The Wills, Estates and Succession Act retains the formal requirements of the current Wills Act. Section 37 (1) of the Wills, Estates and Succession Act says:
(1) To be valid, a will must be
(a) in writing,
(b) signed at its end by the will-maker, or the signature at the end must be acknowledged by the will-maker as his or hers, in the presence of 2 or more witnesses present at the same time, and
(c) signed by 2 or more of the witnesses in the presence of the will-maker.
But section 58 will allow applications to court to cure deficiencies. It says:
58 (1) In this section, "record" includes data that
(a) is recorded or stored electronically,
(b) can be read by a person, and
(c) is capable of reproduction in a visible form.
(2) On application, the court may make an order under subsection (3) if the court determines that a record, document or writing or marking on a will or document represents
(a) the testamentary intentions of a deceased person,
(b) the intention of a deceased person to revoke, alter or revive a will or testamentary disposition of the deceased person, or
(c) the intention of a deceased person to revoke, alter or revive a testamentary disposition contained in a document other than a will.
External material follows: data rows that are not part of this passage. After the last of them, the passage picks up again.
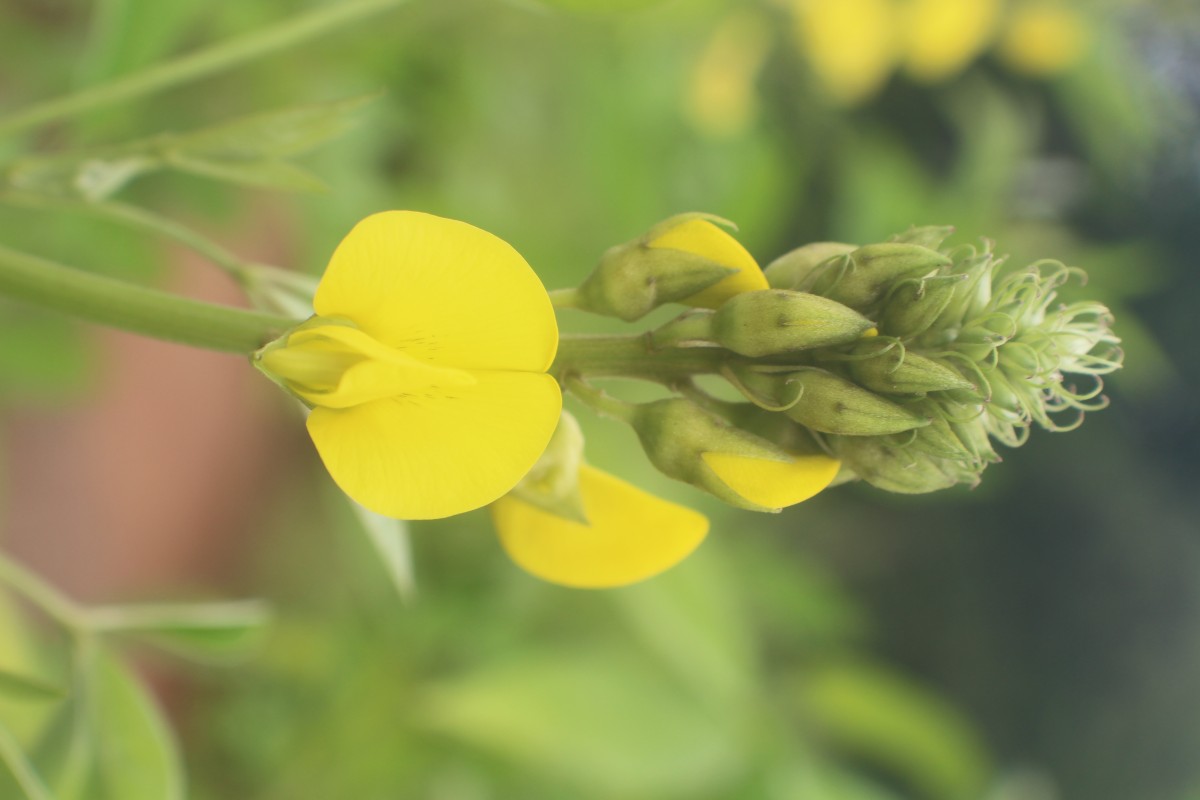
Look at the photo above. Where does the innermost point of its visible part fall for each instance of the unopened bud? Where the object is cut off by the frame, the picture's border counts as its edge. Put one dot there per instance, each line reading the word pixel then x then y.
pixel 765 323
pixel 894 370
pixel 683 259
pixel 832 404
pixel 891 467
pixel 930 236
pixel 912 306
pixel 553 482
pixel 792 270
pixel 696 446
pixel 863 277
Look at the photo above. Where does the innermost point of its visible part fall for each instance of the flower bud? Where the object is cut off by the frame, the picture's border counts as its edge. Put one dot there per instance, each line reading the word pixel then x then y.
pixel 893 370
pixel 696 446
pixel 912 306
pixel 683 259
pixel 930 236
pixel 863 277
pixel 792 270
pixel 553 482
pixel 892 468
pixel 777 320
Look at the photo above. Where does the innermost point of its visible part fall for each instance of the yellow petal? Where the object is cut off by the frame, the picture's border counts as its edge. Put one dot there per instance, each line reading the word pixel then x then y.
pixel 702 238
pixel 850 44
pixel 773 483
pixel 1043 38
pixel 340 366
pixel 943 36
pixel 443 452
pixel 441 290
pixel 633 535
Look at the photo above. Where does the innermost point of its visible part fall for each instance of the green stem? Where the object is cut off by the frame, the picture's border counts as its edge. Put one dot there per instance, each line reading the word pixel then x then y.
pixel 564 298
pixel 136 308
pixel 186 68
pixel 599 401
pixel 633 356
pixel 138 220
pixel 19 768
pixel 43 595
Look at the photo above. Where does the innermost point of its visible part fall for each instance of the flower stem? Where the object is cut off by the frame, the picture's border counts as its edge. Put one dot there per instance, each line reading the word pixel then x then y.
pixel 19 768
pixel 135 308
pixel 633 356
pixel 197 65
pixel 43 595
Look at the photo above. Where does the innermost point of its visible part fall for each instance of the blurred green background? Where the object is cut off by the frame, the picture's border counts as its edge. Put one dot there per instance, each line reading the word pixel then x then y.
pixel 1035 638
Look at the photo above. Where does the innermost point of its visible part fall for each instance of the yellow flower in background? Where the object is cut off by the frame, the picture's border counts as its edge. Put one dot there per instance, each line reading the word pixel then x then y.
pixel 941 37
pixel 425 366
pixel 1043 38
pixel 851 44
pixel 721 98
pixel 701 238
pixel 630 535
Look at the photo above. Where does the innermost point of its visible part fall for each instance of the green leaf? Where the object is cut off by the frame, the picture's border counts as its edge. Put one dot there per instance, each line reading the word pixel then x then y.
pixel 135 750
pixel 391 545
pixel 691 618
pixel 204 631
pixel 880 716
pixel 611 726
pixel 27 686
pixel 268 174
pixel 273 136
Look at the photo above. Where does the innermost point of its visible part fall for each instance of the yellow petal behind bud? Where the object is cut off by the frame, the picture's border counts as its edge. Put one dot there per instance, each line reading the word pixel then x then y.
pixel 633 535
pixel 943 36
pixel 773 483
pixel 702 238
pixel 1043 38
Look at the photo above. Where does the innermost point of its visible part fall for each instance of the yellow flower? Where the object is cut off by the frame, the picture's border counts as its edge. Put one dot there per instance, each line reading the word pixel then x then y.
pixel 721 101
pixel 424 366
pixel 850 44
pixel 630 535
pixel 1043 38
pixel 700 236
pixel 943 36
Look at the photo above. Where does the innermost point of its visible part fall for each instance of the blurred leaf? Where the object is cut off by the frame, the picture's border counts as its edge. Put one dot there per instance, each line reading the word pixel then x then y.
pixel 693 619
pixel 135 750
pixel 64 753
pixel 597 719
pixel 273 136
pixel 204 631
pixel 891 722
pixel 391 545
pixel 267 174
pixel 18 685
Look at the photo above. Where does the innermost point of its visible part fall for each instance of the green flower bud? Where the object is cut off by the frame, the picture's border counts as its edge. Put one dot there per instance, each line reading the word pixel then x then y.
pixel 893 468
pixel 777 320
pixel 694 445
pixel 634 280
pixel 893 370
pixel 685 258
pixel 823 402
pixel 912 306
pixel 553 482
pixel 863 277
pixel 793 269
pixel 930 236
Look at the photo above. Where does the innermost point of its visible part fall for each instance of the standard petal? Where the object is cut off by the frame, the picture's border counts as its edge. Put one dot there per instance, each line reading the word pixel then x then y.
pixel 702 238
pixel 443 452
pixel 631 535
pixel 441 290
pixel 773 483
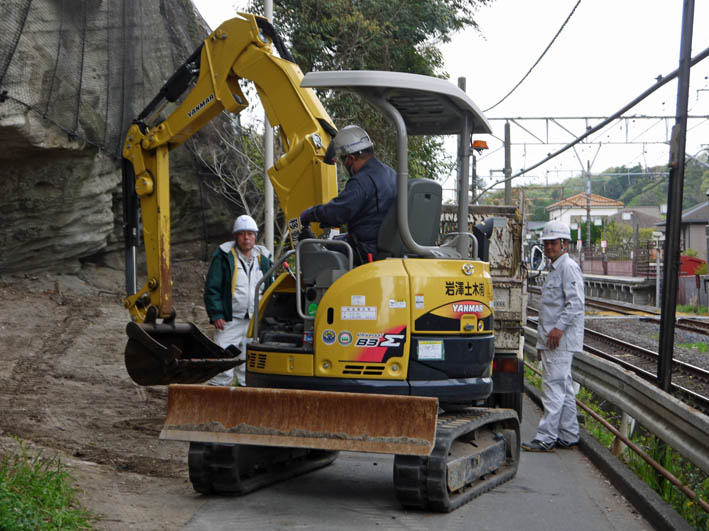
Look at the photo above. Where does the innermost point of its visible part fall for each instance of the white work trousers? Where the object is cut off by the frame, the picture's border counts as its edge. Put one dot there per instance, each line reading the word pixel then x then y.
pixel 559 420
pixel 234 333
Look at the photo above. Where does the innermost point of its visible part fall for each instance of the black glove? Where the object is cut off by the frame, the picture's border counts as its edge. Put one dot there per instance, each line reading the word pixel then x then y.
pixel 306 217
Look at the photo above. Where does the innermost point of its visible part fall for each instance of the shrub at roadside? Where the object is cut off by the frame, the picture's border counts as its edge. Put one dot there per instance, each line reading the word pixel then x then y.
pixel 37 493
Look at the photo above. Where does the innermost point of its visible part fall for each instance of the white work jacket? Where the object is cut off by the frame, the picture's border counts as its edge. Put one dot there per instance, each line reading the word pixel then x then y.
pixel 562 305
pixel 246 274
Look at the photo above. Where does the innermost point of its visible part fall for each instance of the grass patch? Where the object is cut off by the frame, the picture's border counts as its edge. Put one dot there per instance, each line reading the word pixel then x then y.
pixel 682 469
pixel 701 347
pixel 685 308
pixel 38 493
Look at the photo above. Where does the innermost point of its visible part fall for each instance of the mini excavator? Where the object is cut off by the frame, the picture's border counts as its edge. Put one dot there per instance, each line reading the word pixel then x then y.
pixel 394 356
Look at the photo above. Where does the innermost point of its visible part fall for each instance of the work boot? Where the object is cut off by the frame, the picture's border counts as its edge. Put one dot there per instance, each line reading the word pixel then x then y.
pixel 537 446
pixel 563 445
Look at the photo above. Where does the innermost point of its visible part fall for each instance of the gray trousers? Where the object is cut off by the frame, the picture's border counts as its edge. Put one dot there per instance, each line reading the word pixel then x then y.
pixel 559 420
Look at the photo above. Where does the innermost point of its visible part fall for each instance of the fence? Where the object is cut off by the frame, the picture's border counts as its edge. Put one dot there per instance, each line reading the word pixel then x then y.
pixel 621 260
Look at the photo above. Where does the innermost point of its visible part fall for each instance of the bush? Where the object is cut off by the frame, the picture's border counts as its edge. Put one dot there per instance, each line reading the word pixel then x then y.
pixel 37 493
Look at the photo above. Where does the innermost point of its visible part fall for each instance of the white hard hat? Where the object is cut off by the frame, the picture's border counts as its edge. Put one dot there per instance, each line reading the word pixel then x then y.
pixel 351 139
pixel 556 230
pixel 244 222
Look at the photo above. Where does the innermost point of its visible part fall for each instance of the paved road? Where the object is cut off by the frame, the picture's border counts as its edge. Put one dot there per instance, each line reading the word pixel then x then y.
pixel 559 491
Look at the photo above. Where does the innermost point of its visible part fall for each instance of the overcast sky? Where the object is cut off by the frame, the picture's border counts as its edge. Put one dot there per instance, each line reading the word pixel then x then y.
pixel 609 52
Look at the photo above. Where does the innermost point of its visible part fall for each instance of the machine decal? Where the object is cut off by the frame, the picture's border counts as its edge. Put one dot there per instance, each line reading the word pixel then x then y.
pixel 358 300
pixel 201 105
pixel 430 349
pixel 329 336
pixel 447 317
pixel 379 347
pixel 455 310
pixel 345 338
pixel 468 289
pixel 419 300
pixel 358 313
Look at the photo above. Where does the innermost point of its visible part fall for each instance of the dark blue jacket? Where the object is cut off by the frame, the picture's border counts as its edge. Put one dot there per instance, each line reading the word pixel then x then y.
pixel 362 205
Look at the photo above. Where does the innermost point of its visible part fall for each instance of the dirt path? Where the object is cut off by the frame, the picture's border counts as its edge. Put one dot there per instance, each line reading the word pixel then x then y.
pixel 64 389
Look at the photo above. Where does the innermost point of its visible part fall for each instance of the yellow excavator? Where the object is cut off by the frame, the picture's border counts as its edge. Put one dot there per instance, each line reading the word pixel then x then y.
pixel 394 356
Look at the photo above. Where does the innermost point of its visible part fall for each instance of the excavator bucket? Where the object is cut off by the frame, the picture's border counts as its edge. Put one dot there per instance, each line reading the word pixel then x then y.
pixel 389 424
pixel 161 354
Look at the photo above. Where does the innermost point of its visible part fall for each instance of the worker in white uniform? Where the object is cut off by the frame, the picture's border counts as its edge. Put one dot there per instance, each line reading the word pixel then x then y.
pixel 559 336
pixel 236 268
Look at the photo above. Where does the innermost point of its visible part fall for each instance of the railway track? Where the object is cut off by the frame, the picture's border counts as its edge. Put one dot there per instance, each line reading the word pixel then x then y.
pixel 698 326
pixel 690 383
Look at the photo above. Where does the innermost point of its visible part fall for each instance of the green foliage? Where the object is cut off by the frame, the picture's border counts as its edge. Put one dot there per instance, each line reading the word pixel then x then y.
pixel 701 347
pixel 617 233
pixel 37 493
pixel 640 186
pixel 387 35
pixel 685 308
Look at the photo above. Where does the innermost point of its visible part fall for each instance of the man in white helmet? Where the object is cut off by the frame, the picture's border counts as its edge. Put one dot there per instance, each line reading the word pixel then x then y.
pixel 366 198
pixel 236 267
pixel 559 335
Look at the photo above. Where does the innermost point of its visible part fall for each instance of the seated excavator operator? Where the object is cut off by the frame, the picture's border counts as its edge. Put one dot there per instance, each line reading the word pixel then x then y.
pixel 369 193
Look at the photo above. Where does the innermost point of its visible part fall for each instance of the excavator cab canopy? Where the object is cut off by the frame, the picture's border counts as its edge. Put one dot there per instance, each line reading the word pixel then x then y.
pixel 416 105
pixel 427 105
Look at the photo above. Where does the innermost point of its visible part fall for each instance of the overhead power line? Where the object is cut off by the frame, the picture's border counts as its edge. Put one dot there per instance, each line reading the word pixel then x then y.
pixel 661 81
pixel 537 61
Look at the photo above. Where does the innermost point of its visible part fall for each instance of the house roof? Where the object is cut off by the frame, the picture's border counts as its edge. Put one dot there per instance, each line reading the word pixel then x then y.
pixel 579 201
pixel 698 214
pixel 640 216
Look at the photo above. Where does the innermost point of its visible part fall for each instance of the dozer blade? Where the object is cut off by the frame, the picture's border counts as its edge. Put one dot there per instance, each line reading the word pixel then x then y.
pixel 161 354
pixel 357 422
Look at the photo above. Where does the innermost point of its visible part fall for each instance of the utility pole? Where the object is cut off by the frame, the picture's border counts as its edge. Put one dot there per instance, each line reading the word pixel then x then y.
pixel 268 162
pixel 508 165
pixel 464 178
pixel 674 204
pixel 587 247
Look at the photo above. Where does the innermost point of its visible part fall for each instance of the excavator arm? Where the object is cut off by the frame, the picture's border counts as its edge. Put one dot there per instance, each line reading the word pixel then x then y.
pixel 207 84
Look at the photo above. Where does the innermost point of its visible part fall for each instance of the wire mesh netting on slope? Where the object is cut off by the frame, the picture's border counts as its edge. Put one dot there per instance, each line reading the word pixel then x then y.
pixel 89 66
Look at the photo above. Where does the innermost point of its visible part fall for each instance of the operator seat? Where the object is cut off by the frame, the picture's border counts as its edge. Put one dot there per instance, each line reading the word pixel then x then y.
pixel 424 199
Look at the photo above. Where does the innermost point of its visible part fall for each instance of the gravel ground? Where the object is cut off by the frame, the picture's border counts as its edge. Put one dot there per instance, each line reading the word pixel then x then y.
pixel 646 334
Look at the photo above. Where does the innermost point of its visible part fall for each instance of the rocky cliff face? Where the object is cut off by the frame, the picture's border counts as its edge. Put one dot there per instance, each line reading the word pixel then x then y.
pixel 73 75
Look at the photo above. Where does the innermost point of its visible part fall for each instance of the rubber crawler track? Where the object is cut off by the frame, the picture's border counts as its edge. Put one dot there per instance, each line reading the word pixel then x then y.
pixel 421 482
pixel 239 469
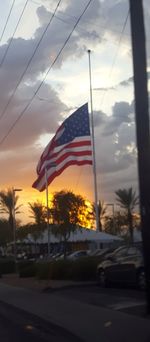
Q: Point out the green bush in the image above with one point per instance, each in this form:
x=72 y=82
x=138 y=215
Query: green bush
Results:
x=7 y=266
x=84 y=269
x=81 y=269
x=44 y=270
x=26 y=269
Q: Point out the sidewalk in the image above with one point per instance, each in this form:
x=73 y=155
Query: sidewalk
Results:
x=40 y=285
x=90 y=323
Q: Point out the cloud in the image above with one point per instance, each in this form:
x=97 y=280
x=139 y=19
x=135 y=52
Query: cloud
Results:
x=120 y=114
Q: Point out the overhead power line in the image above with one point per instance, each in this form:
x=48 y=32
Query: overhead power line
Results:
x=46 y=74
x=116 y=54
x=11 y=39
x=9 y=14
x=29 y=62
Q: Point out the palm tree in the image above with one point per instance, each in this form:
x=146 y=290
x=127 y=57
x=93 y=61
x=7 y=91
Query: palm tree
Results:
x=101 y=213
x=38 y=212
x=128 y=199
x=8 y=202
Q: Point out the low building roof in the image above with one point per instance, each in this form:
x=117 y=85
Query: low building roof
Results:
x=81 y=234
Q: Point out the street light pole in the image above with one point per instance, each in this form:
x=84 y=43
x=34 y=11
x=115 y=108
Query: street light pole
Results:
x=142 y=127
x=113 y=212
x=14 y=223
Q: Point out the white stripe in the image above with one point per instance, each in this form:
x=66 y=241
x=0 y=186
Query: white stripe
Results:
x=78 y=139
x=71 y=149
x=126 y=305
x=60 y=166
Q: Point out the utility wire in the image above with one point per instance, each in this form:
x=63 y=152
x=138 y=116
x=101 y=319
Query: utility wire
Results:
x=46 y=74
x=11 y=39
x=29 y=62
x=9 y=14
x=115 y=57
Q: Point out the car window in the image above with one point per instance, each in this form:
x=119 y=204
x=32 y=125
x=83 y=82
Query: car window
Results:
x=120 y=253
x=134 y=251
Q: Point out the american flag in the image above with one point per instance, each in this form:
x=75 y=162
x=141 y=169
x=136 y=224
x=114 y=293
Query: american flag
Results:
x=71 y=145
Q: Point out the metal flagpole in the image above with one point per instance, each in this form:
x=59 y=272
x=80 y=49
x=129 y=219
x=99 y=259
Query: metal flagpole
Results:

(3) Even though the making, revocation, alteration or revival of a will does not comply with this Act, the court may, as the circumstances require, order that a record or document or writing or marking on a will or document be fully effective as though it had been made
(a) as the will or part of the will of the deceased person,
(b) as a revocation, alteration or revival of a will of the deceased person, or
(c) as the testamentary intention of the deceased person.
(4) If an alteration to a will makes a word or provision illegible and the court is satisfied that the alteration was not made in accordance with this Act, the court may reinstate the original word or provision if there is evidence to establish what the original word or provision was.
How broadly will the courts in British Columbia apply this section when the Wills, Estates and Succession Act is brought into force?
Surely this provision would have saved the codicil in Toomey v. Davis, 2003 BCSC 1211, a case in which the testator signed a codicil amending his will in the presence of two witnesses, but one of the witnesses did not sign the codicil in the presence of the testator. The second witness signed it later. Because the courts have strictly applied the formal requirements of the Wills Act, Mr. Justice Trustcott was unable to give effect to the codicil, despite his being “completely satisfied that the codicil does express the true intentions of the testator as proven by the evidence and that the non-compliance with s. 4(c) was completely inadvertent and does not raise any doubt about the reliability of the codicil being a true record of the testator’s wishes.”
But the wording of section 58 is quite broad. Could the court give effect to notes made by someone to instruct a lawyer to draft a will, if the person who made the notes died before a will is signed? How about an email in which the sender says she intends to leave her estate to the recipient of the email?
There is arguably a distinction between a person making a document or record that he or she intends to be a will, and expressing an intention in writing that he or she intends to make a will.
We will have to wait some time to see how the courts apply section 58, which is not in force as of the date of this post.